On Sunday Mohamed Massaquoi caught 5 passes, which doubled his total for the year. That puts him on a pace to catch 32 balls all season. His fellow second rounder, the guy actually picked just before him, Brian Robiskie, or at least someone wearing his jersey, caught one pass. He has exactly 3 catches all season, which puts him on a pace to catch about 10 balls this season.
Neither Massaquoi nor Robiskie has the speed to be an elite receiver in this league and neither is particularly adept at getting open. Massaquoi shows more promise than Robiskie but that’s like saying that the Indiana Hoosiers showed more promise than the Eastern Michigan Hurons did against Ohio State. Put Massaquoi and Robiskie on the only relative scale that matters, other NFL receivers, and you can better appreciate the problem.
The leading receiver on this team isn’t even someone who ever played the position until he got to the pros, the aforementioned Cribbs. He looks positively brilliant compared to Massaquoi and Robiskie but again, on the only relative scale that matters, there are probably only a few other teams in the NFL, teams like the Browns, on which Cribbs would start at receiver.
But maybe it goes beyond just Massaquoi and Robiskie. The offensive coordinator, Brian Daboll, is literally learning on the job. It was kind of fun to imagine in the offseason all the great schemes he’d come up for Wallace and Cribbs. But reality has hit in the form of a season and Daboll acts as a slave to offensive theory without so much as a hint of innovation.
The concept of having someone like Cribbs line up as a quarterback only to run isn’t exactly a new idea and isn’t particularly effective anymore anyway. Teams can adapt pretty quickly.

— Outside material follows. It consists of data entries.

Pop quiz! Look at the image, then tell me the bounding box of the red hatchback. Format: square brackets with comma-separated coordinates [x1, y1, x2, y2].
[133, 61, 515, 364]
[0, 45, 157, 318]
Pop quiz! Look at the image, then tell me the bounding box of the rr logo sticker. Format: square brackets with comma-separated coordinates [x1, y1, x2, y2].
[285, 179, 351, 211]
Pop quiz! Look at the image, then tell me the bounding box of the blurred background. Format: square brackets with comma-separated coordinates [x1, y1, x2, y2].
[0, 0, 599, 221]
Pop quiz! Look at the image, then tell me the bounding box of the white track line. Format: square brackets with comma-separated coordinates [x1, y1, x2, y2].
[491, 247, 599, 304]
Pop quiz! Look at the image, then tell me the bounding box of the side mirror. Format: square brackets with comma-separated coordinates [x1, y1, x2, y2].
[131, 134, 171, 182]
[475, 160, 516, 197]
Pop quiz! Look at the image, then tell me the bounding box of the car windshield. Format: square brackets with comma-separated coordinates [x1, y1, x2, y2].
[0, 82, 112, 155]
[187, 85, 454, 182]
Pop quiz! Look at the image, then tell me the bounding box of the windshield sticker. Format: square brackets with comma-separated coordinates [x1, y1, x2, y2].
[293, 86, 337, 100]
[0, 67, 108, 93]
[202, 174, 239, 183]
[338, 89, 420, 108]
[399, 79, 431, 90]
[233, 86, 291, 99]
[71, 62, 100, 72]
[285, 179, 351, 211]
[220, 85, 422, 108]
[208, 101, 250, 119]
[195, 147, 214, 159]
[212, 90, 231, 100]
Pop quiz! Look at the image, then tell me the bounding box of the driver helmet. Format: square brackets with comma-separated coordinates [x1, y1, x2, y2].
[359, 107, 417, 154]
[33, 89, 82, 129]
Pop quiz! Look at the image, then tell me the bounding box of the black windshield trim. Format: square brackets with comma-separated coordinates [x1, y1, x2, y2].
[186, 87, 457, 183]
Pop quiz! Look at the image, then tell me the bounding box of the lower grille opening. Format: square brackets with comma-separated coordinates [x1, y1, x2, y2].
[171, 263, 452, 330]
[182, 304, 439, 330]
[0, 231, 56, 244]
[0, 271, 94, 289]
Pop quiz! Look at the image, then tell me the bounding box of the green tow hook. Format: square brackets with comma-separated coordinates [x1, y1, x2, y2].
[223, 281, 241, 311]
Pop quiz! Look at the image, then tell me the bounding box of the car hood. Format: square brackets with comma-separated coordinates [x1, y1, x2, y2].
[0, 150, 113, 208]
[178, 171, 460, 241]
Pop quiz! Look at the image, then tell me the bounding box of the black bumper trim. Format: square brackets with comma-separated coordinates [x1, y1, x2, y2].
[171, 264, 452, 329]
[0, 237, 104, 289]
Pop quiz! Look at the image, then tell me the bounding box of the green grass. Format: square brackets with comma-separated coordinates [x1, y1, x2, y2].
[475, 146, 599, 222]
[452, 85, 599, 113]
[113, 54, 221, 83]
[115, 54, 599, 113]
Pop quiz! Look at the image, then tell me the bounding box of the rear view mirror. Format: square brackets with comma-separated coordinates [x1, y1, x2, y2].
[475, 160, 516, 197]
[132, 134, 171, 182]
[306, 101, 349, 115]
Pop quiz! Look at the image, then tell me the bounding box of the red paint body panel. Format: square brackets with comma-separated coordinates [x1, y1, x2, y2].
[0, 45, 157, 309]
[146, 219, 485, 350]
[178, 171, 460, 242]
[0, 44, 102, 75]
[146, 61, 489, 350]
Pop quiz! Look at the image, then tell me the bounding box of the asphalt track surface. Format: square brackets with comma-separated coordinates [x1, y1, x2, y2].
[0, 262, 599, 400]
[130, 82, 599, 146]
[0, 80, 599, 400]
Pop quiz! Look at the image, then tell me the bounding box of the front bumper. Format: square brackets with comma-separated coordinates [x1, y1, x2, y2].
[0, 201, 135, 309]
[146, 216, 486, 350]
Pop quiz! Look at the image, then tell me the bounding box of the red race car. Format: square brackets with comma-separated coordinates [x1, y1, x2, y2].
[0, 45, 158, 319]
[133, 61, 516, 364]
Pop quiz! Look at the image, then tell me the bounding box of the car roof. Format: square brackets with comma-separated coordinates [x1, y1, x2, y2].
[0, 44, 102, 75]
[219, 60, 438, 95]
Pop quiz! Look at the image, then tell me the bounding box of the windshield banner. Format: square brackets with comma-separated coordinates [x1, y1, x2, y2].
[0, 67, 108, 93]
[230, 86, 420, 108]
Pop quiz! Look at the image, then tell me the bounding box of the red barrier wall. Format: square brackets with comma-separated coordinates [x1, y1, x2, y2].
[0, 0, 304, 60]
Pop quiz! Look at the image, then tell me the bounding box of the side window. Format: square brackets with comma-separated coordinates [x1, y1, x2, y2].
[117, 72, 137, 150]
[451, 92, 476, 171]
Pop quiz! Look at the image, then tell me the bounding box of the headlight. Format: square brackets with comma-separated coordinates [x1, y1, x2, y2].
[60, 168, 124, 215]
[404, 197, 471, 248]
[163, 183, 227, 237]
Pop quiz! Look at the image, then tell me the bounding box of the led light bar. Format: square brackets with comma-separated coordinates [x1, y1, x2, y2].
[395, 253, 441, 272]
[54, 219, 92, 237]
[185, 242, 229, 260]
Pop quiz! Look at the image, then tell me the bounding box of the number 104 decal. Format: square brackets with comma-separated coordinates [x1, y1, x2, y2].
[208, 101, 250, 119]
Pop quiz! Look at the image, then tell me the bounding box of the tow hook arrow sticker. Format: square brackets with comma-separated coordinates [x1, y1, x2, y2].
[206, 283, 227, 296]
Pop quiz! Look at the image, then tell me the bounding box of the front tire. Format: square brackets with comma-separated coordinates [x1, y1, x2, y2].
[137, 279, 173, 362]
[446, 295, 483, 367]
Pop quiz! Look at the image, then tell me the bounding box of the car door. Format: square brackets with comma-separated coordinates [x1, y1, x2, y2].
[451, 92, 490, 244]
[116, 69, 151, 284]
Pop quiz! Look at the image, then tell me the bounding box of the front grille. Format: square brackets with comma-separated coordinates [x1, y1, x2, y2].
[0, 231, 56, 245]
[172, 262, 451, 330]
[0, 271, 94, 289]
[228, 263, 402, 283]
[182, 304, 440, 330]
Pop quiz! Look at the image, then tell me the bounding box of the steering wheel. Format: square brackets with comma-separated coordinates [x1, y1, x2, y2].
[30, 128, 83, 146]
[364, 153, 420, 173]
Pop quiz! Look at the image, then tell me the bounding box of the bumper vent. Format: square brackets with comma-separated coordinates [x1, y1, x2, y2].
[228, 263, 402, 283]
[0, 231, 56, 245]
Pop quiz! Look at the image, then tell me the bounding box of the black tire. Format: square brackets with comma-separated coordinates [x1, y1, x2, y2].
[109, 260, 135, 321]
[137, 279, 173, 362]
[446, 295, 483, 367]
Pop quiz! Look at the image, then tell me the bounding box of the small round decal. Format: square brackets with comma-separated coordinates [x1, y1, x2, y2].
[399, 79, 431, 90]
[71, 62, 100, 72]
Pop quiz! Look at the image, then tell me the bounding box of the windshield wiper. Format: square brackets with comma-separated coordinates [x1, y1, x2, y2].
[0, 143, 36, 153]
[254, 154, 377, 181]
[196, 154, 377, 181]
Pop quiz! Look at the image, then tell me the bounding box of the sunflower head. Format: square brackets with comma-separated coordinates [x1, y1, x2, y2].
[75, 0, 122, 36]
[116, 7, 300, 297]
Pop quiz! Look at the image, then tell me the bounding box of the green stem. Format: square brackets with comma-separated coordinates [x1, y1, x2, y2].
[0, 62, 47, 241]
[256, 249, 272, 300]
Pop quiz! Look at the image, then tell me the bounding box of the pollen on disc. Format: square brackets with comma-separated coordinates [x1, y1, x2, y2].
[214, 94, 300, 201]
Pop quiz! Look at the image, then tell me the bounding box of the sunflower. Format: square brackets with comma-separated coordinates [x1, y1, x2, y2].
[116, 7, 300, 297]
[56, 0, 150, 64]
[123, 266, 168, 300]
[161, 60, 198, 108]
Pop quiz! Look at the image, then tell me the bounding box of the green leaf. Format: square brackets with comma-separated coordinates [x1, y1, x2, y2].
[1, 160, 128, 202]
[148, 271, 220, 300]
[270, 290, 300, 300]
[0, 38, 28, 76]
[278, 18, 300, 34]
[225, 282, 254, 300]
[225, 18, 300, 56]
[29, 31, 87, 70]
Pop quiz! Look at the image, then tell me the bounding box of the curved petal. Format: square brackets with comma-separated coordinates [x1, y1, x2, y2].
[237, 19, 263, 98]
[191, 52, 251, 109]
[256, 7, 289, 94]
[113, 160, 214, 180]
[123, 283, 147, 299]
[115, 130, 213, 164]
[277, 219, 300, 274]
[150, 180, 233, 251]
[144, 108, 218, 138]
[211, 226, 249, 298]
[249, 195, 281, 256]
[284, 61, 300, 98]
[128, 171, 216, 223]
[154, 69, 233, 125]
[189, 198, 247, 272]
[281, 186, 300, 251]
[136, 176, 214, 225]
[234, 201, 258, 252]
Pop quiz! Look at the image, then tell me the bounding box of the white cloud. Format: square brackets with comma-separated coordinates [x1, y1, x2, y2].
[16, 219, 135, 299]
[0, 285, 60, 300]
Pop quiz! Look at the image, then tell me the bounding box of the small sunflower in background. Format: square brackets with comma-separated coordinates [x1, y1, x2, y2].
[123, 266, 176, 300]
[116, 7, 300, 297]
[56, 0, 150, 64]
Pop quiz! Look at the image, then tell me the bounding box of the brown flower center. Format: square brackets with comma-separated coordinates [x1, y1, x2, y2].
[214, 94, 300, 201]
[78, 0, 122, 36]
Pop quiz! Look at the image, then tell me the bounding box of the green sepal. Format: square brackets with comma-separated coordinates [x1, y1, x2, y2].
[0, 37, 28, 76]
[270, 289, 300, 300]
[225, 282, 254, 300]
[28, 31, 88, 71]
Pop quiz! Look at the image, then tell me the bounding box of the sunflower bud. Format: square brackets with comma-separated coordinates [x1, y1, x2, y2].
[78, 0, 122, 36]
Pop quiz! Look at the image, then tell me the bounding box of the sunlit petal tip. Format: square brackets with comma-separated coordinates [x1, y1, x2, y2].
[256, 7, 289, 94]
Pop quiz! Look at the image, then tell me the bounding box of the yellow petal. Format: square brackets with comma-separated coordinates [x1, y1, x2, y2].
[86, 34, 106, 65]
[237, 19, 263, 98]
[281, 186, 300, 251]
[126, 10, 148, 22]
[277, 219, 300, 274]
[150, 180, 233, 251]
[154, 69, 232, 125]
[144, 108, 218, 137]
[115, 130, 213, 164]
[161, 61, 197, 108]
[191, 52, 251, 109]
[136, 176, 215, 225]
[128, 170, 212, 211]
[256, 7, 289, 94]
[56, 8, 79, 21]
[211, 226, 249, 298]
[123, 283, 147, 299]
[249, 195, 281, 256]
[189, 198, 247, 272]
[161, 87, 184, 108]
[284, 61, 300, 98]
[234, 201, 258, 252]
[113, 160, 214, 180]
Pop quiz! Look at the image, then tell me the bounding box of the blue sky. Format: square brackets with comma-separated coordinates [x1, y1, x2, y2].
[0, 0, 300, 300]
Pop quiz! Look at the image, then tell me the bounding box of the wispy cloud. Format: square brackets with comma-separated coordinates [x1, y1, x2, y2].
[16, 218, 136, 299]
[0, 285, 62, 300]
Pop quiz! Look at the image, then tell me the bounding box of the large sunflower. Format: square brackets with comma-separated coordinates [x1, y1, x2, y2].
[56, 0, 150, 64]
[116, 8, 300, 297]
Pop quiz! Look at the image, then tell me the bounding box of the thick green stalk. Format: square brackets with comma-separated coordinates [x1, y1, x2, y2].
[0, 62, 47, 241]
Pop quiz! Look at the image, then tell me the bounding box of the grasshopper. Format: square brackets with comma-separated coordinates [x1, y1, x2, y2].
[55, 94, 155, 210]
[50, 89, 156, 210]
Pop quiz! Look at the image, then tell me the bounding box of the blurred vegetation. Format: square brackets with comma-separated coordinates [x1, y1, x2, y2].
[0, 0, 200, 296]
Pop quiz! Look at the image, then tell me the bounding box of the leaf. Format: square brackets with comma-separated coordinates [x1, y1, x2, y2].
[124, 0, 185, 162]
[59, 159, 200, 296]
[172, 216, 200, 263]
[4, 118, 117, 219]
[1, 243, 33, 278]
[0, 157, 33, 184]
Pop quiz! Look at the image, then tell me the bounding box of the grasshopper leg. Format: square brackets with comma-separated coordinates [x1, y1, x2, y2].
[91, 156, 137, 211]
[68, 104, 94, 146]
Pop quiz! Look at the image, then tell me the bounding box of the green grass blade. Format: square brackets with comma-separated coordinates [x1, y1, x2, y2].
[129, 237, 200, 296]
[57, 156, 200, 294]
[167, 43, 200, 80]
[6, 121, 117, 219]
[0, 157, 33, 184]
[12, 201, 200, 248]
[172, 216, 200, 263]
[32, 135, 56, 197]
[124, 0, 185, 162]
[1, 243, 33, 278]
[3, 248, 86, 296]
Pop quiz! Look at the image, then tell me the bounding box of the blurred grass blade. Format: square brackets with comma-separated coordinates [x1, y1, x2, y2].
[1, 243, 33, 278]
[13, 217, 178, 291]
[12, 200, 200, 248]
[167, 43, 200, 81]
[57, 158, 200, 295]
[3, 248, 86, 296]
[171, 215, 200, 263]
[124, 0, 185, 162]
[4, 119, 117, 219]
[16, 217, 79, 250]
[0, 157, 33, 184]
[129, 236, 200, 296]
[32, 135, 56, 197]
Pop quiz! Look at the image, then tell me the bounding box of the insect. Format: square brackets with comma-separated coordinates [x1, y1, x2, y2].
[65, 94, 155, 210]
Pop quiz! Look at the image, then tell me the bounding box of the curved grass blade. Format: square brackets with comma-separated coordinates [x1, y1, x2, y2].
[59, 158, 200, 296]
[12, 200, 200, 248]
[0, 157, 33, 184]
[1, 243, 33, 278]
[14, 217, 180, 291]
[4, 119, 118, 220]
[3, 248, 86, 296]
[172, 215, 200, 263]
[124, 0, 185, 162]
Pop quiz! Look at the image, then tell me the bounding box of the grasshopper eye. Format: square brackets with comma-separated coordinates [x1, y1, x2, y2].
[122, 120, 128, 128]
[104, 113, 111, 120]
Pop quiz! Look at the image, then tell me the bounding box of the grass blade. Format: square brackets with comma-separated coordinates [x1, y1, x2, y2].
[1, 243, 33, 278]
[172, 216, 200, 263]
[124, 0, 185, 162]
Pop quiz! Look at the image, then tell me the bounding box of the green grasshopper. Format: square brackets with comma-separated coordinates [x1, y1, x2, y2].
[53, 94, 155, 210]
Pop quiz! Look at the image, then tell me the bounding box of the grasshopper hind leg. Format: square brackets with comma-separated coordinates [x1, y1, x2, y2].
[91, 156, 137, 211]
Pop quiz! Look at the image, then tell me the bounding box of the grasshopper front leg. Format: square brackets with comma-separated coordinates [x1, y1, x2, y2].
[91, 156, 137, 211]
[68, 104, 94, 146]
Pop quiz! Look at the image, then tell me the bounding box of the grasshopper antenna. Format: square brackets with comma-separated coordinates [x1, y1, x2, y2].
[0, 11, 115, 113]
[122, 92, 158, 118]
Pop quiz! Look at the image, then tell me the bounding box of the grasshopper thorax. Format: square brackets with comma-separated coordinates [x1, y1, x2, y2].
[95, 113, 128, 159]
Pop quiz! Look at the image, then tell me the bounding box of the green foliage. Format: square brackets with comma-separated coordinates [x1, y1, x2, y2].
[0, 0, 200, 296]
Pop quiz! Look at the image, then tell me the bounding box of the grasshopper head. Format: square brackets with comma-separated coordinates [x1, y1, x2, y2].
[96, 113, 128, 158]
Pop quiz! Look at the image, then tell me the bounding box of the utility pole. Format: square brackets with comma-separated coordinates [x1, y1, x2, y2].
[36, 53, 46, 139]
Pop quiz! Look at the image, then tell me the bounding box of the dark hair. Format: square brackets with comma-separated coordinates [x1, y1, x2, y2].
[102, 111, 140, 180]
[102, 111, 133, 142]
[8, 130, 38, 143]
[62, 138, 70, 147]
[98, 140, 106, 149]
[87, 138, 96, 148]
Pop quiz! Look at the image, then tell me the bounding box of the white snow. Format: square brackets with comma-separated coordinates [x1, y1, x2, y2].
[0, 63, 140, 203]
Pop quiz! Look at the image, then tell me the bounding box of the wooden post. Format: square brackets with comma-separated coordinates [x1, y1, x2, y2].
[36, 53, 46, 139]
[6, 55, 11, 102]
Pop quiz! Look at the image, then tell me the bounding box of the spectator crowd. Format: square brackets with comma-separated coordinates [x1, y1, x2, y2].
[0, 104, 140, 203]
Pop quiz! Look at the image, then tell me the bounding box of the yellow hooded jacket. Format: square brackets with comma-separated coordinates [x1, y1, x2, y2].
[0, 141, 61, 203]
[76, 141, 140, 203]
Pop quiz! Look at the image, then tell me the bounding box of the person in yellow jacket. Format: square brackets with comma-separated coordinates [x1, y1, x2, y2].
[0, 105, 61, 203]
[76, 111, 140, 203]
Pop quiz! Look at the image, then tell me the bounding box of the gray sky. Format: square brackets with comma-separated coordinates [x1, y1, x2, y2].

It thus falls to Daboll to take it to a new level and he has a couple of athletes on the roster to facilitate it. Either he simply lacks the imagination to pull it off or his head coach lacks the guts to try something more creative than a 4-yard pass from Cribbs to Vickers. But the longer this continues and the more the injuries mount, the more likely this offense is to rival the beast from season’s past that literally went game after game without scoring an offensive touchdown.
The Browns have faced long odds in the past, heck it always seems like they have faced long odds. Occasionally they overcome it when emotion trumps an opponent’s complacency. But the fans should be entitled to something more than a good effort at this point. Sooner or later someone is actually going to have to fix this mess.
Mike Holmgren, you can’t say you weren’t warned.